Nos dias atuais, o nosso amanhã sem a prudência e a previdência de um hoje responsável está profundamente comprometido. Penso na educação descontinuada e superficial desta hora adversa. Toda uma geração de crianças e de adolescentes tem seu futuro roubado.

Não só pela gravidade da pandemia em si e das mal administradas medidas preventivas necessárias para conter sua disseminação. Mas também pela omissão e pela incompetência em criar alternativas científicas e consistentes para preencher criativamente a enorme mutilação do processo educacional. E a carência de uma nova e urgente educação que retome e reforce nossa tradicional concepção de aliança entre ciência e humanismo na formação das novas gerações.

Em nome de uma opção preferencial pela civilização e em oposição ao materialismo que mercantiliza tudo: a vida, a dignidade, a responsabilidade, a nossa identidade e mesmo a fé.

A disseminação de religiões mercenárias instaladas nas próprias antecâmaras do poder, as do interesse do autoritarismo político, a disseminação de uma religiosidade conformista, em que a omissão de hoje fará o milagre da prosperidade pessoal amanhã.

Hoje, tecnicamente, seria muito mais fácil encontrar soluções eficazes para os problemas sociais que vivemos. No entanto, o olhar dominante e hegemônico do Brasil de hoje está voltado para um futuro que, na imaginação simplória dos que mandam na riqueza e no poder, é uma volta ao PIB de antes da pandemia. Ainda nestes dias gente do poder andou celebrando índices que parecem indicar que estamos no caminho do retorno.

O Brasil é um país de índices econômicos sem conteúdo social. Celebramos índices da bolsa de valores, mas não somos capazes de dizer de maneira científica e objetiva de que modo tais índices resolverão o gravíssimo problema da fome, da miséria, da habitação tosca e imprópria, da sociabilidade promíscua, da exclusão social, da urbanização patológica.
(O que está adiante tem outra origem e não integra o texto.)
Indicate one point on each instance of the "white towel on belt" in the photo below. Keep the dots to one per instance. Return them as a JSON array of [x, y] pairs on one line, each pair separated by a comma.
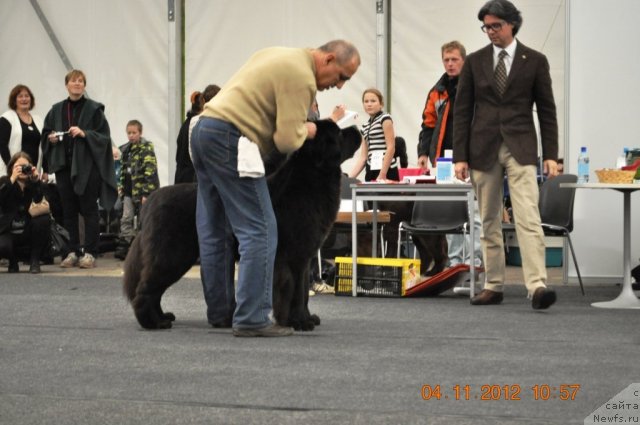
[[249, 160]]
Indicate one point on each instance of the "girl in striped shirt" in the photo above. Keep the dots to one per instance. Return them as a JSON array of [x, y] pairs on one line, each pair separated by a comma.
[[378, 141]]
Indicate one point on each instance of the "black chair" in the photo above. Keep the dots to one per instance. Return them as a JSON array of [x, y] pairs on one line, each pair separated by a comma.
[[436, 217], [556, 212]]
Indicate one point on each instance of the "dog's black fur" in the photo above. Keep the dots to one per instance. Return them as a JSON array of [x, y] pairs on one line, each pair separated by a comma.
[[305, 193]]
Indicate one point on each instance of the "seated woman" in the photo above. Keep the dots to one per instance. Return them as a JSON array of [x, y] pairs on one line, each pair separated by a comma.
[[19, 231]]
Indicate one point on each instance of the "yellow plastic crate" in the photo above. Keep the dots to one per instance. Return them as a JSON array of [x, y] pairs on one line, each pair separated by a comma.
[[377, 277]]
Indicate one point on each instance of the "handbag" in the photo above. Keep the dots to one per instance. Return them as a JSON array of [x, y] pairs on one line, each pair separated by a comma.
[[18, 224], [59, 240], [39, 208]]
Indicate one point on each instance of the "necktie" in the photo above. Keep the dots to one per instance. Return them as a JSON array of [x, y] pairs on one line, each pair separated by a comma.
[[500, 73]]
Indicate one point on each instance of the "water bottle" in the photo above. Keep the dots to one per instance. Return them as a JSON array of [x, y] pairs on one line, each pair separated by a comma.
[[583, 166]]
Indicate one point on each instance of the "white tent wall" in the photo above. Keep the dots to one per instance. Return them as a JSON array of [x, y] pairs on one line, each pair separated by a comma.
[[603, 116], [121, 46]]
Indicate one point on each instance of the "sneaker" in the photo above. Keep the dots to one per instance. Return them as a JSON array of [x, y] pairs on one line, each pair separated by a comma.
[[70, 261], [272, 330], [87, 262], [323, 288]]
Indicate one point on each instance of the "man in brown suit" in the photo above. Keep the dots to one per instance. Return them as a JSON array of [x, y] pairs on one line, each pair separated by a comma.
[[494, 133]]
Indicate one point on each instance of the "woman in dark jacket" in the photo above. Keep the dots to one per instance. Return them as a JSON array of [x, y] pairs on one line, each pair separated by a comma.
[[18, 230]]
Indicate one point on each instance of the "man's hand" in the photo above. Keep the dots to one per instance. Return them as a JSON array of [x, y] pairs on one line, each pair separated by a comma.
[[312, 129]]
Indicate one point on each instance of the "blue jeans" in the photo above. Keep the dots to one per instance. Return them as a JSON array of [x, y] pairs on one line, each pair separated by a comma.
[[229, 205]]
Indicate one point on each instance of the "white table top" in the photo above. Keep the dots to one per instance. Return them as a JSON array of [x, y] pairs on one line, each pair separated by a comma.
[[618, 186]]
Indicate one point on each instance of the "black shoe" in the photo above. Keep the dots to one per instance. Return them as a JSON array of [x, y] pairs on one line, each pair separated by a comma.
[[543, 298], [13, 267], [35, 267]]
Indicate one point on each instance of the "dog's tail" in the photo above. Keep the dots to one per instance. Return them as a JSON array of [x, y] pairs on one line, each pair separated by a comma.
[[132, 269]]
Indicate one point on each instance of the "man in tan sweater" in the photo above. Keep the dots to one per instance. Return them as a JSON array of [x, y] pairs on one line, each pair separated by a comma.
[[261, 108]]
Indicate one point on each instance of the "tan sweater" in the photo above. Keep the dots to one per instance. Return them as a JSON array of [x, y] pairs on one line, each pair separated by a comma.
[[269, 97]]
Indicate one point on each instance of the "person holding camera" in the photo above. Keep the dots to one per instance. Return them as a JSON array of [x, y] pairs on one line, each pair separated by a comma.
[[20, 128], [19, 230]]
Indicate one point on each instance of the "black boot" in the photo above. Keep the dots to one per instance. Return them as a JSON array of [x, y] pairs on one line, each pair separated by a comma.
[[35, 267], [122, 248], [13, 266]]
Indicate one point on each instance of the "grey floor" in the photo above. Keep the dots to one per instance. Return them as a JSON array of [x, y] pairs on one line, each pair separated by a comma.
[[71, 352]]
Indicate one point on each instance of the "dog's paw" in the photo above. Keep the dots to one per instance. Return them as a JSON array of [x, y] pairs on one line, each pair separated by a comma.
[[301, 324], [315, 319], [168, 316]]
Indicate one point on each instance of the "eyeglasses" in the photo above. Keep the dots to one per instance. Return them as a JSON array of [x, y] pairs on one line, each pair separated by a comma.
[[496, 26]]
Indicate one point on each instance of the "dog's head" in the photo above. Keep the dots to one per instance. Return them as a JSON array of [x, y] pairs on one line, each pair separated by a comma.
[[351, 141], [330, 147]]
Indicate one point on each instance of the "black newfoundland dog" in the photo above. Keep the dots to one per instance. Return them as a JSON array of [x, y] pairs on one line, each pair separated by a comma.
[[305, 193]]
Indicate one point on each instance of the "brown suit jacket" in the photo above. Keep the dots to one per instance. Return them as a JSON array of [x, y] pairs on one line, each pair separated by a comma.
[[482, 120]]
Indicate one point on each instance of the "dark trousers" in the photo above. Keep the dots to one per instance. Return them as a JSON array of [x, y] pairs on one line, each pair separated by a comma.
[[86, 205], [30, 244]]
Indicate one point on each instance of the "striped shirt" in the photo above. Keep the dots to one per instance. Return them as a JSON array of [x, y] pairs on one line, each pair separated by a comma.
[[374, 135]]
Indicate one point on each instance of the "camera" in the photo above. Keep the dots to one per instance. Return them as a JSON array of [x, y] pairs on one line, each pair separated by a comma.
[[27, 169]]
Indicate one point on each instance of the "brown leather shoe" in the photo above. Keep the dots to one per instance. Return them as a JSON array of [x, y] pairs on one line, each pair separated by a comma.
[[487, 297], [543, 298]]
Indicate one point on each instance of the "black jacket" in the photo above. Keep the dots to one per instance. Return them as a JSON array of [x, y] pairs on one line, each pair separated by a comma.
[[14, 203]]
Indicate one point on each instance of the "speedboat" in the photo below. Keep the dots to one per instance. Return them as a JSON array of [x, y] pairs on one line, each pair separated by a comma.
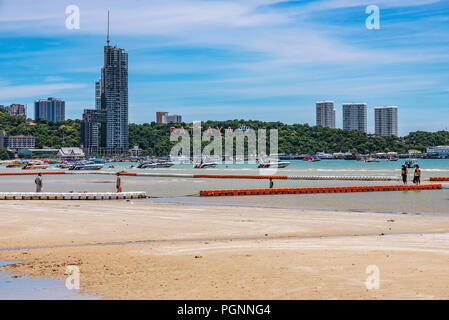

O que nos faz um país economicamente rico e socialmente pobre.

A recusa da busca de um futuro economicamente próspero e socialmente justo é a reacionária opção preferencial pela miséria da maioria como fonte da abundância indecente da minoria.

José de Souza Martins é sociólogo. Professor Emérito da Faculdade de Filosofia da USP. Simon Bolivar Professor (Cambridge, 1993-94). Pesquisador Emérito do CNPq. Membro da Academia Paulista de Letras. Entre outros livros, é autor de "Moleque de Fábrica" (Ateliê).